Big Data in Securities Finance

Big Data in Securities Finance

Chris Benedict,



Tom Ashton,

Product Specialist,


September 19,  2018

THE AMOUNT OF DATA IN THE world is increasing exponentially—by some accounts, doubling approximately every 18 months. This phenomenon has given rise to the term “big data,” which some dismiss as another 21st Century buzz word. Yet those on the cutting edge of technology understand big data’s true potential to transform the way most industries—from finance to healthcare to transportation and beyond—do business.

The objective of big data is not just to store and maintain vast quantities of data. Instead, it is the ability to meaningfully process huge data sets utilizing advanced analytical practices such as predictive analytics and machine learning to unlock information and insight. With advancements in technology and the costs associated with data storage and retrieval continuing to fall, these projects are no longer blocked by significant expenses. Cost saving is even more prevalent with the introduction of cloud computing, allowing firms of all sizes to engage in advanced analytics without significant hardware investment.

Some still view big data as a necessary evil that creates technological challenges and headaches; however, there are many benefits firms can realize from harnessing and efficiently using big data: cost savings from identifying more efficient ways to do business, reducing decision-making time, anticipating and responding to the needs of clients and quicker, more robust error detection and handling, to name but a few.

Big data can be used for such obvious business solutions as reducing time to payment in the accounts receivable department to more complex and potentially life-saving applications such as predicting lava flow vectors during volcanic eruptions. Big data permeates every aspect of our lives, whether we know it or not.

Combining big data with machine learning brings with it huge transformative potential across many industries, not least the financial sector. Banks are using data to their advantage by training algorithms to react to market trends, track trading volatility and manage assets on behalf of investors. This technology is able to spot trends (and divergences) much more efficiently than humans, and is also able to react in real time, thereby reducing any impact from major events—for example, by tracking and analyzing market volatility during a breaking global incident and halting, or drastically reducing, any trading activity to minimize risk. Banks also utilize these practices to minimize the risk of fraudulent transactions: Historically, banks would rely on analysts running complex SQL queries against massive data warehouses, which could take weeks or even months to provide any meaningful results. With big data, this has changed significantly, as these systems are now able to learn and become more useful as they ingest more data.

Consequently, these systems can pick out events that could suggest untoward behavior, allowing firms to act quickly and investigate, preventing situations from spiraling out of control.

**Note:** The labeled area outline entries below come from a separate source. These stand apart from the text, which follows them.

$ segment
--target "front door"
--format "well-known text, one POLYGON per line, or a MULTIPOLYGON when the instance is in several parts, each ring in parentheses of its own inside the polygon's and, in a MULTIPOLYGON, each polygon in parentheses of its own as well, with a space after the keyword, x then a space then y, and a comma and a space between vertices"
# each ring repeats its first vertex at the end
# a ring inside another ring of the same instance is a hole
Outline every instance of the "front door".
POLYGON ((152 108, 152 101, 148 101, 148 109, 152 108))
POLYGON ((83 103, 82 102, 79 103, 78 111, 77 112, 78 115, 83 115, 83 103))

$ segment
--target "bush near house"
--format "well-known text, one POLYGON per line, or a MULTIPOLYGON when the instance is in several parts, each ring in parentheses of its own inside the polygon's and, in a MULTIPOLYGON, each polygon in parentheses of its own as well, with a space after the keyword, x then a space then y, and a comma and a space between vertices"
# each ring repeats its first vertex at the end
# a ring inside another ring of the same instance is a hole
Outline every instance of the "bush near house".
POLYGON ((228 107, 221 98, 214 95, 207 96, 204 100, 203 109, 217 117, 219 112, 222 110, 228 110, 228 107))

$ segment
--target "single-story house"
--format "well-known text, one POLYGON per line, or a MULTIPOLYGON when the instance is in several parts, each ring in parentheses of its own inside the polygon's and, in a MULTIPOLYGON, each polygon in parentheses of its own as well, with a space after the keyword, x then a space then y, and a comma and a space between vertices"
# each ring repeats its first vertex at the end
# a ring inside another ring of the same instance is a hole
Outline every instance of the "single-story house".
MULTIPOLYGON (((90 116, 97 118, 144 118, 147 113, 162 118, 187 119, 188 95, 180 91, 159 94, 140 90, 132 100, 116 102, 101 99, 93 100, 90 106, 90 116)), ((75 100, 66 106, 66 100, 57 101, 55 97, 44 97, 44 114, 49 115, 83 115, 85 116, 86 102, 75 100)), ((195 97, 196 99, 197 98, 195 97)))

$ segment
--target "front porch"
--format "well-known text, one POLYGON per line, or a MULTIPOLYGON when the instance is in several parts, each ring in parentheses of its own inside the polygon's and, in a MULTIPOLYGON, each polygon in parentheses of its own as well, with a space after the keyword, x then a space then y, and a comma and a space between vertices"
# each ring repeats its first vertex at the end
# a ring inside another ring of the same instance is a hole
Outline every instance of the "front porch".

Outside of the financial sector, Google has been utilizing big data for years across its various products. In 2015, Google introduced a “smart reply” functionality in Gmail. This functionality relies on two recurrent neural networks, one to process the incoming mail and the other to predict a set of canned responses based on the original mail’s content. Gmail is not the only product to be on the receiving end of these machine learning concepts, with Google Maps applying deep learning algorithms to its Street View cars to analyze more than 80 billion photos and assist in extracting street names and house numbers, a task which would have been almost impossibly time consuming for mere humans.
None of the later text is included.